Splitting DPis and LMP2s into their own classes certainly gives teams with limited backing a place to compete in the prototype ranks, aligns a single WeatherTech Championship class with an internationally recognized format and gives teams a chance at class victories. What it strips away is the opportunity for overall wins — something both JDC-Miller Motorsports and CORE autosport have accomplished in 2018 while competing against detuned DPi machinery.
Thus, perhaps the most compelling silver lining of the new class structure is that DPi cars will no longer use the fastest LMP2 car as a baseline for BoP adjustments, allowing their Acura, Cadillac, Mazda and Nissan powerplants plus bespoke bodywork to operate at the level envisioned when the format was conceived.
JDC-Miller, which fielded two ORECA 07s this year, will return to the series with a pair of Cadillacs in 2019. The team’s move to the top-level DPi class with the American manufacturer further solidifies it as the sole source of DPi machinery for customer teams.
Yet, Cadillac can only spread itself so thin. Should other professional teams that currently compete with LMP2 cars — say, CORE — choose to move up, their options have suddenly become more limited.
Both the Acura ARX-05 and Mazda RT24-P are inextricably tied to Penske and Joest, respectively, and it’s not hard to see why both manufacturers might prefer to keep their cars in-house for another year.
Mazda’s tie-up with Joest developed after an acrimonious split with SpeedSource, which had run the RT24-P program since its inception as well as the brand’s previous IMSA prototypes and GT cars. The newness of the Joest relationship coupled with an extensive reworking of the Riley-based RT24-P ahead of the 2018 season effectively makes 2018 a second debut year for the car.
Acura’s situation is more clear-cut. While the other three manufacturers joined the series in the first year of the DPi formula, Acura and Penske entered the fray in year two. Lacking the experience of the rest of the class, the manufacturer fared better than one might expect, already taking one victory at the Mid-Ohio Sports Car Course with drivers Helio Castroneves and Ricky Taylor.
Whether ESM’s Nissan DPi is available to customer teams remains a question mark. Considering its status as a team-funded project, its future remains open given the departure of longtime sponsor Tequila Patron at the conclusion of the current season.
Considering the lack of a clear path to a DPi for teams not aligned with a manufacturer and the inability of LMP2 cars to compete for overall wins thanks to the revised class structure, IMSA’s solution is half-baked at best.
For the new DPi class to truly flourish, an attempt should be made to ensure teams wanting to race the fastest and most advanced cars on offer in the WeatherTech Championship have the chance to do so.
This year, it was easy for IMSA to point teams without a DPi to the widely available LMP2 cars. As BoP has evolved, so too has the parity of competition in the unified Prototype class, aiding the Gibson-powered cars in securing pole positions and overall victories.
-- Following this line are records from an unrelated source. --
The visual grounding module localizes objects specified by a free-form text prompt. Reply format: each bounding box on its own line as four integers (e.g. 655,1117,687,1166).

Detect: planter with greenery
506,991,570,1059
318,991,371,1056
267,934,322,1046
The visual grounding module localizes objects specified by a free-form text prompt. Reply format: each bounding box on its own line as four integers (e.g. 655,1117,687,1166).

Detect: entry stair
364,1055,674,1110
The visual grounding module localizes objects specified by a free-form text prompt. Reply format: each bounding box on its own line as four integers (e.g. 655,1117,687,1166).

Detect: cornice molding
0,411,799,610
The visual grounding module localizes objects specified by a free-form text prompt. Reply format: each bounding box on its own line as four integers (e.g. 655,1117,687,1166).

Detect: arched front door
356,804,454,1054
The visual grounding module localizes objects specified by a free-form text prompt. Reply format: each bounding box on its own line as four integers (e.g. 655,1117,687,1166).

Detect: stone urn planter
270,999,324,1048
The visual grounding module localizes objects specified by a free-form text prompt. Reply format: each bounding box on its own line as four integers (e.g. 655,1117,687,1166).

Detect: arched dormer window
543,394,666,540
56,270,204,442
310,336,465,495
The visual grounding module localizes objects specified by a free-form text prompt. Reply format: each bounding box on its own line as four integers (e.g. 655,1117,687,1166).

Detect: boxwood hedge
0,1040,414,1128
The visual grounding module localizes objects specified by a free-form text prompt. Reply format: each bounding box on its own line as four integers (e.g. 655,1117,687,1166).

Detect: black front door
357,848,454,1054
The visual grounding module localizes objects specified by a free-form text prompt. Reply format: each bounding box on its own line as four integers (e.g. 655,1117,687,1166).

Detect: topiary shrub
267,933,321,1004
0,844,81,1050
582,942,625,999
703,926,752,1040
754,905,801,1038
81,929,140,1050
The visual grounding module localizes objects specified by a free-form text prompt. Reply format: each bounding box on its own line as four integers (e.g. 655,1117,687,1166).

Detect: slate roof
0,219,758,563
The desire to do away with intraclass BoP by splitting the cars into separate groups is admirable, but the lack of availability of DPi cars isn’t. If the way forward is treating DPi like IMSA’s own version of LMP1, it’s incumbent on the series to make DPis available for professional teams that want to race them.
Forcing DPi manufacturers to open up their cars to customer programs after a set period of time is one solution that may alleviate the problem of wanting to move up but being unable to do so. If the cars were given a debut year in which they are aligned with a specific team and then made available to other teams in the second year, there would be more choice and more competition.
Competition sits at the cornerstone of sports car racing but a potential 12-car class with four manufacturers — weighted heavily toward Cadillac’s six cars — won’t necessarily deliver on the promise.
It’s time to remove all of the contradictions in North American prototype racing by requiring second-year DPis to be available to all.